Armored sport utility vehicles driven by military-appearing Westerners in civilian clothes were seen entering and exiting the facility in convoy fashion.
“Irbil is a very friendly place for people in the intelligence business,” a Western military attache said on the condition he not be identified because of the diplomatic sensitivity of the matter. “So many locals worked with the Americans and remember them fondly, that you didn’t need the hardened defenses that you’d find normally this close to a battlefield.”
The attache said the existence of the facility had long been known to residents. “Nobody cared before because everyone is on good terms,” he said.

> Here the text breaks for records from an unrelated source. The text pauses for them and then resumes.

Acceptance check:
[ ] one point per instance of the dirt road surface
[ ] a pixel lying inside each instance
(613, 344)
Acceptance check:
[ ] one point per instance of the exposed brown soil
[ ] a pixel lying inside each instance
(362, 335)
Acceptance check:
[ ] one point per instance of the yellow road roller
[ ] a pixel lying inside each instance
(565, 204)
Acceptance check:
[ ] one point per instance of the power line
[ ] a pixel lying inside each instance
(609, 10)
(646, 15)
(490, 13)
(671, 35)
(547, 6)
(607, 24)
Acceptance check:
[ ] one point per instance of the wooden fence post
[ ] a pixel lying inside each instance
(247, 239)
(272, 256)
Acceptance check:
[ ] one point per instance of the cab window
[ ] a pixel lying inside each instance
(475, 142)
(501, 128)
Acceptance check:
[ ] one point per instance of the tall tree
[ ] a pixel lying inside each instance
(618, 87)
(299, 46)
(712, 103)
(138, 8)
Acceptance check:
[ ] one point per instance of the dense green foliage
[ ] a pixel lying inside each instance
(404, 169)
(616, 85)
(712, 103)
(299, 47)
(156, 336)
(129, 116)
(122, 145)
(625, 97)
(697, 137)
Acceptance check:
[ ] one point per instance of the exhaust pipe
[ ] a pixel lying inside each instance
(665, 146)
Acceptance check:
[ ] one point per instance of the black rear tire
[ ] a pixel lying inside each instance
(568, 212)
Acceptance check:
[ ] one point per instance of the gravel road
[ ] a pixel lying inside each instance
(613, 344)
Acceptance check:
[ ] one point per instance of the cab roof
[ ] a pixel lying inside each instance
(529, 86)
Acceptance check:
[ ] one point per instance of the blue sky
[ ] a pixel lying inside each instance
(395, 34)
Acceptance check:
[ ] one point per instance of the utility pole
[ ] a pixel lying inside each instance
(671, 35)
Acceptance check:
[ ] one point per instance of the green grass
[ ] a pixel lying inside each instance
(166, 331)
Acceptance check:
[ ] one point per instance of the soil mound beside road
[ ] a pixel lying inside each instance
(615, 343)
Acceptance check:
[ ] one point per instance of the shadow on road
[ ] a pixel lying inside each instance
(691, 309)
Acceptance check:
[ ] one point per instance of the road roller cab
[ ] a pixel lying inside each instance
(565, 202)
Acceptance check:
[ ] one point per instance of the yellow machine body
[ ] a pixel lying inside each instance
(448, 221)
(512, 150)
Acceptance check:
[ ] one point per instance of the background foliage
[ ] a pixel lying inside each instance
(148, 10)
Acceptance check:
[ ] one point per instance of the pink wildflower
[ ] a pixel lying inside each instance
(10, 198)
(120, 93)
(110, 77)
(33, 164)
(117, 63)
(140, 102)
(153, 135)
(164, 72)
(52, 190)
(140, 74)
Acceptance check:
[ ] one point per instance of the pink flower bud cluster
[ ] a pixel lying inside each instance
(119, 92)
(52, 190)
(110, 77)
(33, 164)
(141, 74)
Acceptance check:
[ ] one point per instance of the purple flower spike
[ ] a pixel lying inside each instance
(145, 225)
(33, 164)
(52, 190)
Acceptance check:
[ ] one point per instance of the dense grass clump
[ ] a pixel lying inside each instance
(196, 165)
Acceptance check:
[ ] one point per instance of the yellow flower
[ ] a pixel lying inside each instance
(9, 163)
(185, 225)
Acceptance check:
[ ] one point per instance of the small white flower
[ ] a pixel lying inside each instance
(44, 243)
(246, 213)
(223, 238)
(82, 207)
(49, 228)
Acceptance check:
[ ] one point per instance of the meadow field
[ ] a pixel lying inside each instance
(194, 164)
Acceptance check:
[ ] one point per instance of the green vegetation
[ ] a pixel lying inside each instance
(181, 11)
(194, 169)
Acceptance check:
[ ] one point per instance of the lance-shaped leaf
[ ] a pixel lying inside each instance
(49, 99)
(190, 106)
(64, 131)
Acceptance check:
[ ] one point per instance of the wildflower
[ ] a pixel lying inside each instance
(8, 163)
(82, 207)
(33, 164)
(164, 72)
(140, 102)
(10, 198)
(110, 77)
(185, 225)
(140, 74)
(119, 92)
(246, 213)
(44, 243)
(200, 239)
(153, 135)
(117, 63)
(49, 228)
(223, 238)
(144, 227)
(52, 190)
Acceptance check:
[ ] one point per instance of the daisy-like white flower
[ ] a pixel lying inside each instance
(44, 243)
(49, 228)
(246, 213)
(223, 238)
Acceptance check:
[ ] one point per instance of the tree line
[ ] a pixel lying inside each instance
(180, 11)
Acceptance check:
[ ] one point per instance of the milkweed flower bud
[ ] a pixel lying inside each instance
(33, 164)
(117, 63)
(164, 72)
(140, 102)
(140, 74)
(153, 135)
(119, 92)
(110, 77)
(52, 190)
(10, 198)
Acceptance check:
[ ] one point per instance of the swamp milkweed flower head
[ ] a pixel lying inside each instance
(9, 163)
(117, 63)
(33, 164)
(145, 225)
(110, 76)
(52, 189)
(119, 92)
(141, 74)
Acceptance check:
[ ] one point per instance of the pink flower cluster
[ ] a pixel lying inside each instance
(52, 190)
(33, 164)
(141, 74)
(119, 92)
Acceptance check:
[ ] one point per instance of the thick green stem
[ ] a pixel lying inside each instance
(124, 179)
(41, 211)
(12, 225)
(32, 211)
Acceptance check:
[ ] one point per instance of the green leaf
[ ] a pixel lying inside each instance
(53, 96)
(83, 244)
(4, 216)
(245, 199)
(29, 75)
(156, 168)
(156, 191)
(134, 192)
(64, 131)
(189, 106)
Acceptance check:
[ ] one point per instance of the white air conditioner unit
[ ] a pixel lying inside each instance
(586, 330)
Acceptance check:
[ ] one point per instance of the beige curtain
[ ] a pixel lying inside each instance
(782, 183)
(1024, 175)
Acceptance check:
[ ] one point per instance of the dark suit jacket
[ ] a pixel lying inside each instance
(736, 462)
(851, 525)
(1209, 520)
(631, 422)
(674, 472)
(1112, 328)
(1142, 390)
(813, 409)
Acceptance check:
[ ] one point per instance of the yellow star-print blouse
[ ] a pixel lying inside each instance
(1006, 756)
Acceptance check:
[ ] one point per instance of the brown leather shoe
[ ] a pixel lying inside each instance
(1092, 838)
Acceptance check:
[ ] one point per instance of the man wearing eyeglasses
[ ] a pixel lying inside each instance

A retired American special forces officer said it would be a relatively simple matter for the United States to work with peshmerga forces. “A lot of those pesh guys were known and respected for their training and trustworthiness by ODA, OGA and the Secret Squirrels long before the 2003 invasion,” he said, using the acronyms for “Operational Detachment Alpha,” the official designation of the Green Berets, and “other government agency,” a common slang term for the CIA. “Secret Squirrels” is a term soldiers use to describe Joint Special Operations Command units that usually don’t have an obvious unit designation.
A special operations officer, who spoke only on the condition of anonymity because he’s legally bound not to publicly discuss his career without specific Defense Department permission, said working with the Kurds would overcome a number of difficult issues that would be present as U.S. advisers worked with the Iraqi army.
“It’s a natural fit that as these guys look around at the collapsed Iraqi army and how all of its remaining competent units are either infiltrated by or directly led by Iranian Revolutionary Guard commanders that there would be a high degree of discomfort directly operating with them,” he said. “But the Kurds are trustworthy, reliable and already know how to fight alongside your units. It’s a natural fit to run an operation from Irbil with the pesh, while the other advisers in Baghdad try to stem the bleeding of the Iraqi army and protect that huge U.S. embassy complex.”
He also noted there are advantages to working with Kurdish forces if the United States decides to launch airstrikes against Islamic State positions.
“Airstrikes are close to useless without good intelligence and targeting, and that’s going to be hard to come by on the Baghdad side of things,” he said. “To me it’s a no-brainer. The only real way you can do that is with the Kurds.”